It’s a bright and cheerful Tuesday morning. I am taking my husky for a walk (or rather she is taking me for a walk) around my neighborhood as I do every single day.
Today, I choose to take a different route and walk around a part of the neighborhood I haven’t been through before.
As I wander past row after row of almost identical looking houses, one in particular stands out to me. It has a small white box perched on its front lawn, painted with brightly-colored birds and flowers. At first, I think it’s simply a beautifully decorated mailbox, but upon closer inspection, I realize it is filled with books. Books that are free for the taking. It’s yet another community library in Reno, operating on a take one leave one basis.
A quick Google search reveals that this registered Little Free Library is one of 50 in the local area, and one of over 100,000 around the globe. They are springing up everywhere. On street corners and front lawns. Schools, parks, hospitals, and community centers.
Little Free Library is a non-profit organization based in Minnesota. Its mission is clear: to be a catalyst for building community, inspiring readers, and expanding book access for all, through a global network of volunteer-led Little Free Libraries. They believe that all people are empowered when the opportunity to discover a personally relevant book is not limited by time, space, or privilege.
Essentially anybody can open a Little Free Library. Their website gives you the option to buy a pre-made kit for your own book-sharing box. You buy it, they ship it. All you need to do is assemble and decorate it, and finally place the registered library on your front lawn. Or there is the option to build your own from scratch, giving you the creative freedom to make it as large, ornate, and whacky as you wish.

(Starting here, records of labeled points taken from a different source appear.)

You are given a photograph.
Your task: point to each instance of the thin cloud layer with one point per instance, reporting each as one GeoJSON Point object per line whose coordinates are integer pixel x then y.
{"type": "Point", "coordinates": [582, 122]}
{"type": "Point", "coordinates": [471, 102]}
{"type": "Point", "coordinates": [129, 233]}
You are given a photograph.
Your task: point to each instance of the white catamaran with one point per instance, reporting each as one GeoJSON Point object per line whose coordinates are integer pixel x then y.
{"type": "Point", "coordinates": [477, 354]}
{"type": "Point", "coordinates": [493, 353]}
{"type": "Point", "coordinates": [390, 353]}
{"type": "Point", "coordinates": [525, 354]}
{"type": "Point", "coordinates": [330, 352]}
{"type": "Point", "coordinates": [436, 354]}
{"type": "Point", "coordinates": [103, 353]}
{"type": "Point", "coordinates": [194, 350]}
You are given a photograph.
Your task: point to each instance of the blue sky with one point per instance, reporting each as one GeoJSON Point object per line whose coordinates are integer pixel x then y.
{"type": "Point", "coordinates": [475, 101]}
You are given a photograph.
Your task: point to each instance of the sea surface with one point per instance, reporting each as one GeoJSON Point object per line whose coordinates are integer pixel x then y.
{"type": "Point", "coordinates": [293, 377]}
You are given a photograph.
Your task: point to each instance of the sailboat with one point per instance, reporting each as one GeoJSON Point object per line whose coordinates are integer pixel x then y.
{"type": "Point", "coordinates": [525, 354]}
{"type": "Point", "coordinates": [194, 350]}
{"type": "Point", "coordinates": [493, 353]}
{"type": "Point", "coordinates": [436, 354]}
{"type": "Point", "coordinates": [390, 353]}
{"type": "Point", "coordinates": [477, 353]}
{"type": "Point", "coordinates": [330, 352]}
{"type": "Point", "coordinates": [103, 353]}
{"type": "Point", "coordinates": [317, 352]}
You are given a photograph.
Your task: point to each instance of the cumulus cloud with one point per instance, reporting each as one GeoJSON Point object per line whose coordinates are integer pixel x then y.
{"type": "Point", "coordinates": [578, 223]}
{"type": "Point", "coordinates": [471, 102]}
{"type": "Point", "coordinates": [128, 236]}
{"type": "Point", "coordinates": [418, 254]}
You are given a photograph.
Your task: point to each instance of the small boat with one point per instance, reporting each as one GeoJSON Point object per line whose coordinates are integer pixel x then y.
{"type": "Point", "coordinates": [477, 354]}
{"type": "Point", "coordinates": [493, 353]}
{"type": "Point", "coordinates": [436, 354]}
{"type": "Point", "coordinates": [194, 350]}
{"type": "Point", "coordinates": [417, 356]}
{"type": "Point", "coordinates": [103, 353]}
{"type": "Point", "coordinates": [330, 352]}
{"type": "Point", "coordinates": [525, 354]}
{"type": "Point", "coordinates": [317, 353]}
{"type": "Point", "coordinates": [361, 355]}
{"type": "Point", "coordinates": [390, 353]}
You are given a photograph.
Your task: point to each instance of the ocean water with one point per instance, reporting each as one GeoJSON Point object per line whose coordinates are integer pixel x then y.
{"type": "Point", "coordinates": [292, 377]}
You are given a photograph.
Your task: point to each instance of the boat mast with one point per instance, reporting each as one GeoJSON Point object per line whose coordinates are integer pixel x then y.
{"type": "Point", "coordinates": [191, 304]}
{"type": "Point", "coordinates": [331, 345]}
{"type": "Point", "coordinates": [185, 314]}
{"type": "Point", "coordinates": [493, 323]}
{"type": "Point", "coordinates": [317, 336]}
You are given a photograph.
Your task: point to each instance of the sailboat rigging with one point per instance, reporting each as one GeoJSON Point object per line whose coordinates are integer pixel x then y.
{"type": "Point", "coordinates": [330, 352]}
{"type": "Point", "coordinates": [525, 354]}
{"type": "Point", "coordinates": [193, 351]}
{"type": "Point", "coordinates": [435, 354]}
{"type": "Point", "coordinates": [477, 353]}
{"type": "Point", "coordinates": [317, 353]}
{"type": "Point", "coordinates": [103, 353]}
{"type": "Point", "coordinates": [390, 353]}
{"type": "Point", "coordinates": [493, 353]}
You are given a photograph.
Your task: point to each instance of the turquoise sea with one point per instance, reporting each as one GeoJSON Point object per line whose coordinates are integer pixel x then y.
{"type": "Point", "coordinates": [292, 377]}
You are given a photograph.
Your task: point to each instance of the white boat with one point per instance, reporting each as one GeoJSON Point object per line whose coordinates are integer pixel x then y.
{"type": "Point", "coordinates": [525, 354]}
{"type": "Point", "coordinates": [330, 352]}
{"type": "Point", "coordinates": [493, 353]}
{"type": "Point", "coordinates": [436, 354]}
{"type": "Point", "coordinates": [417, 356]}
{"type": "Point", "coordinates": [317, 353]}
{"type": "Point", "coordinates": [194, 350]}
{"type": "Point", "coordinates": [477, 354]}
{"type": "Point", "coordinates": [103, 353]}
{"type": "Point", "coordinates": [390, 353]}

But apart from being fun and novelty little houses for books, why do these Little Free Libraries even matter? And, specifically, why do they matter in our community?
Little Free Libraries’ website stresses that the United States is currently facing a growing literacy crisis. Today, in the U.S., more than 30 million adults cannot read or write above a third-grade level. Repeated studies have shown that books in the hands of children have a highly meaningful impact on improving literacy – the more books available in or near the home, the more likely a child will learn and enjoy reading. However, two-thirds of children living in poverty have no books to call their own.
According to a 2020 article published by Sierra Nevada Ally, Nevada is facing its own literacy crisis. Approximately two-thirds of Nevada’s school-age children score below a basic level of reading proficiency, and Nevada is rated in the bottom half of states in reading achievement for grades 4 and 8 by the National Assessment of Educational Progress. This achievement gap exists within all subgroups of students, but it particularly affects disadvantaged students; those from low-income households and neighborhoods. Little Free Libraries could potentially help solve the literacy crisis in Nevada, by playing a key role in providing 24/7 access to books in areas of Reno where books are scarce.
It seems that Reno locals have really jumped on this new movement, and book-sharing boxes can be found all over town. Local bookstore Grassroots Books has been a great supporter of the Little Free Libraries in town, hosting fill-a-bag book sales where LFL owners can restock their boxes inexpensively.
Little Free Libraries have various programs through which they grant no-cost book-sharing boxes already filled with books to underserved, urban, suburban, rural, and Indigenous communities. Their website (www.littlefreelibrary.org) has plenty of information on such programs, as well as information on how to build and set-up your own library. They also have a very useful interactive map which details the locations of all the Little Free Libraries in your area, including street addresses and photos of the boxes.